I lived near Helen back then. I lived in a white neighborhood and was appalled to learn that Helen spent all her free time in the black areas of Philadelphia. I admonished her, she could get hurt down there. Helen said, “Oh no.” She explained that she had lived for twenty years as the only white woman in the bush of Liberia, a country where white people played a leading role in government. In those twenty years, Helen had learned that you were far safer in the black community than with the white ones who governed and could not be trusted. Helen found crowds of white people frightening. Back in the sixties, I found black people frightening.

 

 

My second point is that fright is a feeling. It does not appear in Paul’s list of the deeds of the flesh or in his list of the fruits of the Spirit. Fright is one way we deal with the unknown, the unfamiliar and the unexpected. Scripture teaches us to fear God, not to fear each other but to love each other. We do the opposite. Doing the opposite to what Scripture urges is sin.

There are many voices today pressing all of us to be tolerant. We are assailed by this thought on a continuous basis. My wife and I were in New York City recently. We were there for fun and relaxation and we saw four Broadway shows. One night we stopped and listened to some sidewalk preachers who were interpreting the Bible to condemn the white and exalt the black. Their message was hardly tolerant, indeed they were filled with hate and not interested in any challenge or discussion of their rhetoric.

Love is far different than tolerance.
On our Sunday there, I went to Times Square Church. It met a ten o’clock in the morning and the sanctuary which seats 2,000 was full by half an hour before the service started. 1,000 more soon filled the annex. 3,000 people with a color mix similar to my home church though obviously more black than Asian. 3,000 people who were not tolerant at all, but related to each other in love and fellowship. Stepping across a threshold at the entrance to the church made all the difference in the world. Inside was the Kingdom of God filled with delight and delightful people. Outside of the church, people looked the same, but their delight with each other was woefully in short supply.
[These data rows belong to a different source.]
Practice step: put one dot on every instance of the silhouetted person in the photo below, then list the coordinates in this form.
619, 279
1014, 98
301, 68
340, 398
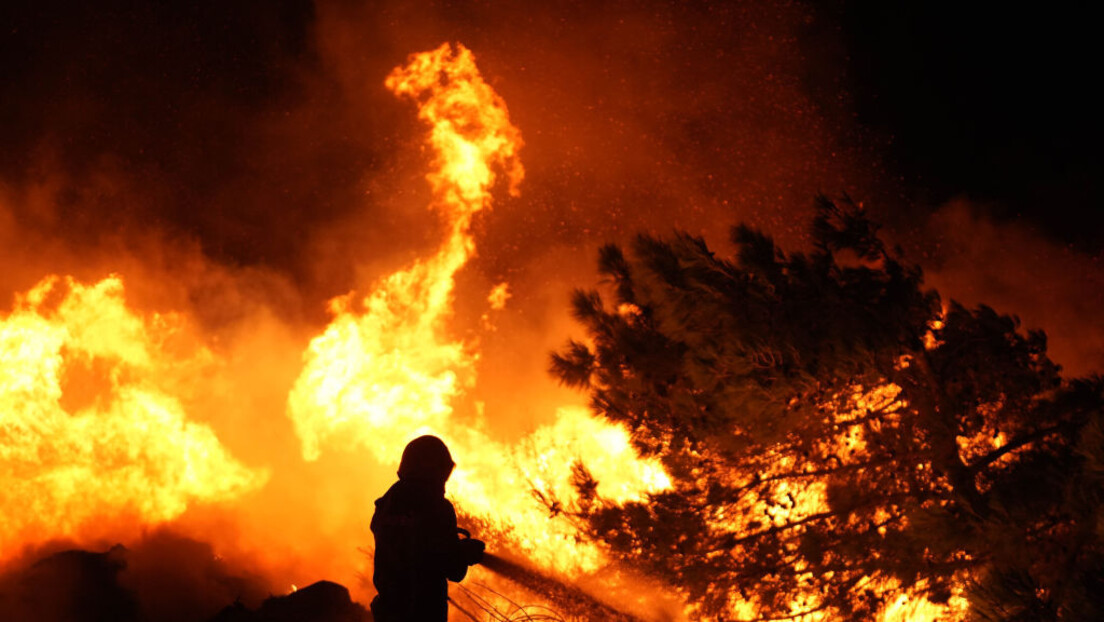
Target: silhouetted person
417, 547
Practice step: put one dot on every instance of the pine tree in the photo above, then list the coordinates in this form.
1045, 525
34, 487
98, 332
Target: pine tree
835, 434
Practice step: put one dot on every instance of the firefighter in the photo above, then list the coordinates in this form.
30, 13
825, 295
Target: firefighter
417, 544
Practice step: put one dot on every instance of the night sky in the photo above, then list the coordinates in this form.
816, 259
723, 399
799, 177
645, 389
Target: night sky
258, 132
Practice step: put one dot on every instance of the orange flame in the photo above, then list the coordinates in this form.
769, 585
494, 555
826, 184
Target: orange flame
385, 370
113, 443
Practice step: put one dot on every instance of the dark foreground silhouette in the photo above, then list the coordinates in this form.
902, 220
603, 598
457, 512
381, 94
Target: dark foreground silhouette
417, 546
119, 586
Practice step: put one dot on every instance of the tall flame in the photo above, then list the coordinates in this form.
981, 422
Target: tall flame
384, 370
88, 429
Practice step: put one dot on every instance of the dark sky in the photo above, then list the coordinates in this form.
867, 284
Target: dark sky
997, 102
258, 132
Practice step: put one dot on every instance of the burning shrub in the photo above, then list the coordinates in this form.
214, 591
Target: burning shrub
840, 443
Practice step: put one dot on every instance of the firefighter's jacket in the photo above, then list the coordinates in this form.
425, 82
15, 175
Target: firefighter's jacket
416, 552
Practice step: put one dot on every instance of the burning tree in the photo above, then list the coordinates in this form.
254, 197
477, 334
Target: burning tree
841, 444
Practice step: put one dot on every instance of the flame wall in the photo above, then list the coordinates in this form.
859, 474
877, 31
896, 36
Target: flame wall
237, 169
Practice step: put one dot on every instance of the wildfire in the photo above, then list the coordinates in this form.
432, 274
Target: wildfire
89, 428
386, 370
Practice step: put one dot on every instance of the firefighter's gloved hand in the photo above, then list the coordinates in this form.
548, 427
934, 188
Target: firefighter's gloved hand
471, 550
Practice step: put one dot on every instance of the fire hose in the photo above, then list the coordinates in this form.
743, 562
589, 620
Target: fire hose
556, 591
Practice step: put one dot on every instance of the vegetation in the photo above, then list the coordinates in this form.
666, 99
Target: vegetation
836, 434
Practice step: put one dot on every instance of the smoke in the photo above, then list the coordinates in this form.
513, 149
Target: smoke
974, 259
241, 166
161, 576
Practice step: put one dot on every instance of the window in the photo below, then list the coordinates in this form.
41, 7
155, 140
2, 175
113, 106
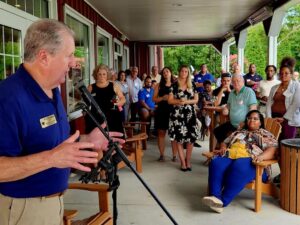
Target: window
83, 53
10, 50
126, 58
38, 8
118, 53
104, 47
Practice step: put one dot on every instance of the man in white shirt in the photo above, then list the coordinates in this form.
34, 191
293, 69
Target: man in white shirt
134, 86
264, 88
155, 75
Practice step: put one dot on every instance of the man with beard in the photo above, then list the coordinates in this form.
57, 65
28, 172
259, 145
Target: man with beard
265, 86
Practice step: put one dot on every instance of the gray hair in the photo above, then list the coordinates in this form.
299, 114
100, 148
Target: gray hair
44, 34
237, 76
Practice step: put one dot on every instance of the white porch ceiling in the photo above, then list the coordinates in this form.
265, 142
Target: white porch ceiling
178, 20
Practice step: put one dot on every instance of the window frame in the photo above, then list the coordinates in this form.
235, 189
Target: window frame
69, 11
110, 44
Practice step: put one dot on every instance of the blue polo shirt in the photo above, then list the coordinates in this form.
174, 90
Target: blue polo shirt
199, 78
31, 122
146, 96
255, 78
239, 104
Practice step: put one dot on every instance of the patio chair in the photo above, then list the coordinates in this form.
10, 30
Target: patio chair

And so, point three, love is far different than tolerance. I have looked through all my concordances and Bible computer programs and no where do I find the word tolerance. Pollution is the sin of adding something that does not belong to the mix, thus rendering the mix worthless. Tolerance is to tolerate, not to love. One can tolerate with resentment, with envy and with hate. Tolerance is sin. No matter how many times we hear how good and necessary it is, tolerance is still sin.

Now how about the Memphis confession or manifesto? What difference has this historic meeting made in your life? You, the Pentecostal minister, scholar or congregant?

Are we colorblind about acceptable marriage partners?

My personal journey has included spending more than twenty percent of my adult life in a community where I am a minority and where mixed marriages are common. My journey has included a Japanese son-in-law and a Hawaiian son-in-law. Last fall I became a father-in-law to an African American. Three wonderful men that I am privileged to know; and they call me Dad and I like that. Sure they have their faults but they are lovable, just like you and me.

 

 

In August 1999, USA Today had a front page feature of about 25 people that we all know as leaders in different fields of endeavor. The thing that linked the people was that they were all products of mixed parentage. As I read the article I wondered if the world would lead the church into the reality that God looks at our heart not our appearance. I sure hope that does not happen.

The Memphis Manifesto will remain nice words on paper until every believer can endorse the excellence of mixed marriage. Are you ready to do this? If you are not, I am afraid that division among the brethren will continue. And in my opinion, such division will delay the Lord’s return.